2012 Re-Release Trailer
by Clayton Hollifield
It's always kind of a disappointment to stumble across what looks like a good, really weird movie, only to find out that you have already watched it a few years prior. I was annoyed by the opening scene, which brought up memories of having been previously annoyed by that same opening scene. Fortunately, I also remembered that it got better, so I stuck with "Daisies." But to be sure, this is a very up-and-down film, and not one that's likely to appeal to wide audiences, but who cares about all of that?
There are two teenage girls, both named Marie (Jitka Cerhova and Ivana Karbanova), who basically decide that since the world is spoiled, they also should become spoiled. This results in a pair of a petulant girls taking advantage of everyone they can without remorse (mainly for food), all the while laughing with a high-pitched chipmunk chirp. Eventually, they tire of their games, but stumble across an opportunity to step up matters when they come across a ballroom prepared for a feast, but without attendees. They systematically destroy everything in sight before seeing the error of their ways, sort of .
"Daisies" is very much a film where I had to wade through how annoying certain aspects are in order to get to the parts that were meaningful or just plain entertaining. The DVD case on IMDB dubs "Daisies" "a mad-cap feminist farce," while one of the Maries strategically holds framed butterflies in front of her otherwise naked body. But this is one of those feminist movies where girls cut sausages and pickles in half with oversized pairs of scissors, and act like spoiled brats to get a free meal out of some poor geezer who is dumb enough to fall into their trap. Other than that, I didn't interpret much of anything present here as having a feminist bent, but perhaps having a movie built around two female leads and no meaningful male characters qualified in 1966. At the same time, the movie was potent enough to be banned in it's country of origin, Czechoslovakia, and director Vera Chytilova was banned from working in Czechoslovakia for nearly a decade. It would appear that Czech officials identified rather strongly with pickles and sausages.

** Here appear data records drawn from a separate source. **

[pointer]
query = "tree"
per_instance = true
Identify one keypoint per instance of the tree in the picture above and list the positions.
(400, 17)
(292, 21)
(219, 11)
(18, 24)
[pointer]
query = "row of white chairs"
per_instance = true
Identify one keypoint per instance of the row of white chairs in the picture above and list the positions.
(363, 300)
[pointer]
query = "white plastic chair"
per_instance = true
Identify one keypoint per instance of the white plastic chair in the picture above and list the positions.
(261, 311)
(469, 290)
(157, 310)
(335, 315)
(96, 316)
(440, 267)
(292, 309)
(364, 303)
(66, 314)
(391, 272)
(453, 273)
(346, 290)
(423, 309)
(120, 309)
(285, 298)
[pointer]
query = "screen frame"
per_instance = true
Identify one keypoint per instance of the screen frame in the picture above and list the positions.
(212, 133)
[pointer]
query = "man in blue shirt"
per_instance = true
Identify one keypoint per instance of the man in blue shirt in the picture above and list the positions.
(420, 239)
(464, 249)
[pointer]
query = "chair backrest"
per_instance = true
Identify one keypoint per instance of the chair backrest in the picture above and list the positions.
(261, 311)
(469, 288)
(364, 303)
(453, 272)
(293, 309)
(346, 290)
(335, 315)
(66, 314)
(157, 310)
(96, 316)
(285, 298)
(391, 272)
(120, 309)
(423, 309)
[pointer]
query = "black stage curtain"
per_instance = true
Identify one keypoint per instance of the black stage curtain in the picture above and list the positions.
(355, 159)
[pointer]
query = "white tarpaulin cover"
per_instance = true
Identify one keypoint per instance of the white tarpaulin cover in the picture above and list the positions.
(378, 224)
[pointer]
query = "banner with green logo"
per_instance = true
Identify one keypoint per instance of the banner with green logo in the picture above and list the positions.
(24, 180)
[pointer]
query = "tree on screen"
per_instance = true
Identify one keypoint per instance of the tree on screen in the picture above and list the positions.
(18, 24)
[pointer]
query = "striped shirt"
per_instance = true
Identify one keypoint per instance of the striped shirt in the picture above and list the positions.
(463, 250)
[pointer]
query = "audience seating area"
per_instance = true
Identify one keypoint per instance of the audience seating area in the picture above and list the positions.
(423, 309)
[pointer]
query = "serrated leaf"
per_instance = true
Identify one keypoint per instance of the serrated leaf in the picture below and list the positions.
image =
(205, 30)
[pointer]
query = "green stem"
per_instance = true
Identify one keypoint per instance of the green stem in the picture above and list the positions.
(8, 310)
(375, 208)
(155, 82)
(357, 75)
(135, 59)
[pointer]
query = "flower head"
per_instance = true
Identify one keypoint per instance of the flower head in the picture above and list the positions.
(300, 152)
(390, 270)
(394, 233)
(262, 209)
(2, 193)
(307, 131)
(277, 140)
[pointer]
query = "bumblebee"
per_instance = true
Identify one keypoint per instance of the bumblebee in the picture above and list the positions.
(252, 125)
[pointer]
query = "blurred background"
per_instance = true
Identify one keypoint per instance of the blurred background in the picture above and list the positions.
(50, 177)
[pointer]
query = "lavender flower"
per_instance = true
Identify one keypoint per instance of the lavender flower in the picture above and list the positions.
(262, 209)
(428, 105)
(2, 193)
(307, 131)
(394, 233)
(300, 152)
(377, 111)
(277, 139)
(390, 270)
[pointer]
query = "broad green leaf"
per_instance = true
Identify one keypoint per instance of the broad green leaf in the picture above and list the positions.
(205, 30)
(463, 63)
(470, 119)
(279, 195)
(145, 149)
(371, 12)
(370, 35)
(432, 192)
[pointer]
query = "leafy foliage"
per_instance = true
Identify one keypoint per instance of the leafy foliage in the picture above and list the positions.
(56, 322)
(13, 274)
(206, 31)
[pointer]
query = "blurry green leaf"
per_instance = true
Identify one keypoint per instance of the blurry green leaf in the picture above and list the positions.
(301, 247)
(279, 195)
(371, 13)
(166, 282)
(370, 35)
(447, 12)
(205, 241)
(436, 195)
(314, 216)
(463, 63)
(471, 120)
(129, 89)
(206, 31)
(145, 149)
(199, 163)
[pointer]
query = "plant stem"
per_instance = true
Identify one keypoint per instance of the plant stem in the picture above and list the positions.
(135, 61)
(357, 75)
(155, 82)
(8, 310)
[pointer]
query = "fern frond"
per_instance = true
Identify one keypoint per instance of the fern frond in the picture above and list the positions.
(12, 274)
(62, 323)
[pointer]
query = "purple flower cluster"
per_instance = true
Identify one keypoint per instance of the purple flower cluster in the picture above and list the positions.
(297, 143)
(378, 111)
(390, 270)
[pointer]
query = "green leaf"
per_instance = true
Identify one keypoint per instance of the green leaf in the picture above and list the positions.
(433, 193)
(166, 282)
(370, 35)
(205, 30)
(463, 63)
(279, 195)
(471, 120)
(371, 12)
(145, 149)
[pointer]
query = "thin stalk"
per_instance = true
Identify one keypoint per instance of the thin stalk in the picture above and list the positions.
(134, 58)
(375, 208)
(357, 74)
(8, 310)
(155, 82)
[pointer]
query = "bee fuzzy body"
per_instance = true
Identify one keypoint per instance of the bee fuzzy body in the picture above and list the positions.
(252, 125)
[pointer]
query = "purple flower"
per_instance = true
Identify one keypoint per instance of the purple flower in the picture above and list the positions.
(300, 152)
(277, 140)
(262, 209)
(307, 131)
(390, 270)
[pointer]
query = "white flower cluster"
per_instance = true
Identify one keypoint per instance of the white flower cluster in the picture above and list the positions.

Despite the annoying non-stop laughter of the main two characters, and their self-indulgent behavior, it does add up to something over the short run time of "Daisies." As I said before, I don't know how much of a feminist statement was made, but "Daisies" takes a direct shot at the rich and powerful. After wheedling a series of free meals out of sugar daddies, one of the Maries decides that she doesn't like the other Marie very much any more. It's a visceral reaction from one of the characters about the practical effects of their behavior. But things don't really get serious until they end up stumbling into some farming village (after emerging from a train tunnel practically in blackface), and their coquette routine fails to attract the level of attention that they're accustomed to. In fact, nobody in the entire town takes notice of these girls, which leads to an existential crisis. If the Maries' deliberate poor behavior fails to produce a horrified reaction, then what is the purpose of their behavior, and indeed, their lives? A satisfactory answer is never produced, which is a meaningful statement of its own. Even without an answer, they steel themselves and carry on.
For me, these previous scenes turn the final main scene into a horror show. They know that their behavior is destructive, and meaningless, and when the come upon the unattended feast, they instinctively act. Not only that, but the Maries up their behavior. By the end of the movie, they have become so debauched that a free meal isn't enough to satisfy them anymore; they must destroy everything in sight, and then wallow in the wreckage. By the time they realize exactly where their behavior has gotten them, they both decide that they don't want to be spoiled anymore (as they're dangling from oars, trying not to drown in a river - one of the steady joys of "Daisies" is a sustained commitment to a sort of magic realism), which is easier said than done. Their attempt to undo the damage they've done consists of hastily re-assembling broken plates and scooping destroyed cakes from the ground, and calling it good. This is the best kind of satire: transferring what you're critiquing into another setting, so that people can see that behavior in a new light.
As a movie, "Daisies" is too weird, annoying, and hostile to appeal to a wide audience (which is probably why it's a Criterion Collection release), but as art it nails it's target perfectly. I can't promise you that makes for a perfect entertainment experience. I'm not sure that's the question that should be asked about "Daisies," however. Director Chytilova doesn't play by any rules (the film was even financed by the Czech government, who clearly didn't know what they were getting in for, and might explain their outrage at the final product) at all, which makes for an interesting and provocative product, which is more important than the entertainment factor.